最近の子どもは字を書かないなんて言われているけど、教員はそれを一番近くで感じる職業だと思う。学校では一人一台のタブレット端末が支給され、私生活では乳幼児のうちからスマホに親しんでいるこの子たちは、私の時代に比べて字を書かなくなった。そして、字を覚えなくなった。この中学校では「子どもの筆記能力育成における細則」とかいうのが作られた影響で、年に一度以上、各教科担任が紙ばい体での試験を行うことが義務付けられた。そういうわけで今回の定期テストは紙で実施することにした。
チャイムが鳴ると、二組の生徒たちは自分の座席に着いた。最近は「反抗的な生徒」が減ってきていると言われている。反抗はコスパが悪いらしい。良いことのように見えるけど、効率だけを重視して物事にきょう味が薄い生徒も増えてきたように感じる。無気力なのは社会人だけでおなかいっぱいなんだけどな。今ではほとんど使わなくなった分厚い茶封筒の中から生徒たちの回答用紙を取り出す。てつ夜で採点作業をしたが、終わったのはついさっき。デジタル採点のありがたみを感じながら、生徒たちに答案を返却していく。生徒たちの反応は様々で、友達と抱き合って絶叫する人から、赤点をとっても特に気にせずそっと答案をしまう人まで。
「皆さんお疲れ様でした。紙のテストはどうでしたか?」
難しかった、疲れた、という声がポツポツと聞こえる。
「私も採点に手こずりました。というのも、テストの点数以前に皆さんちょっと字が汚いです。私も人のこと言えないですけどね。」
「だって字なんて書かなくても生きていけんじゃん!」
クラスの中でも特に元気が良いSくんが大きな声で言う。他の生徒も「その通りだ」と言わんばかりに首を振る。こんいん届すらネットと出せるこの時代においてSくんの意見に反論する術は無い。それでも私は教員として、未来の日本に手書きの文字を残す野望みたいなものを、生徒に押し付ける。
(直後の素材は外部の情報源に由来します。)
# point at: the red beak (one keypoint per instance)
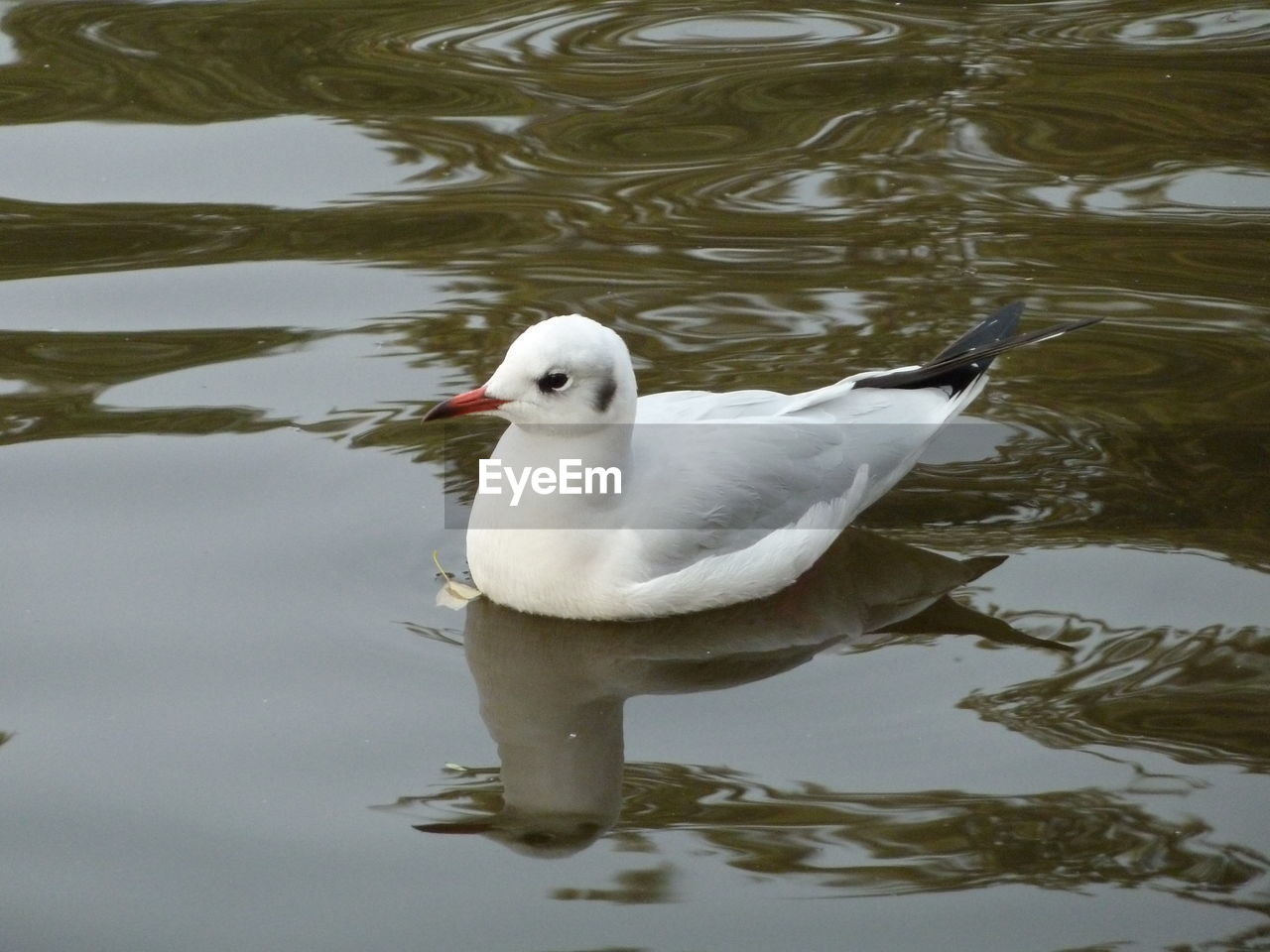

「確かにそうだね。でも、ある日突然デジタル機器が使えなくなるかもしれない。今の戦争だって、いつまで続くか分からないんだから。ここは電柱も地下に埋まってないから、電気が使えなくなるかもよ」
生徒たちの何人かが小さく頷く。
「上手な字を書く必要は無いの。でも、読める字が書けるっていうことはいつか必ず、誰かの役に立つと思うよ。じゃあ解説をしていきます。まずはさっきも言った通り、字の間違いが多すぎます。いちばん多かったのは弥生時代の弥。称にしてる人が多かったです。卑弥呼の弥でも同じ間ちがいしてる人たくさんいました。変かんだと一発で出てくるけど手書きだとどっちか分からなくなるよね。気をつけましょう。あと、カタカナで読みを書く問題を出しました。シとツ、ンとソは似ているので、ちゃんとわかるように書いてください。あと、ウの一画目が短すぎてワみたいになってる人もいました。これは小学生レベルですからね」
「もも先生、これ採点間違ってます!!」
とつぜん大きな声がしたと思うと、いつも赤点スレスレのサバイバルをてんかいしているYくんがとくいげに自分の答あんを持ってきた。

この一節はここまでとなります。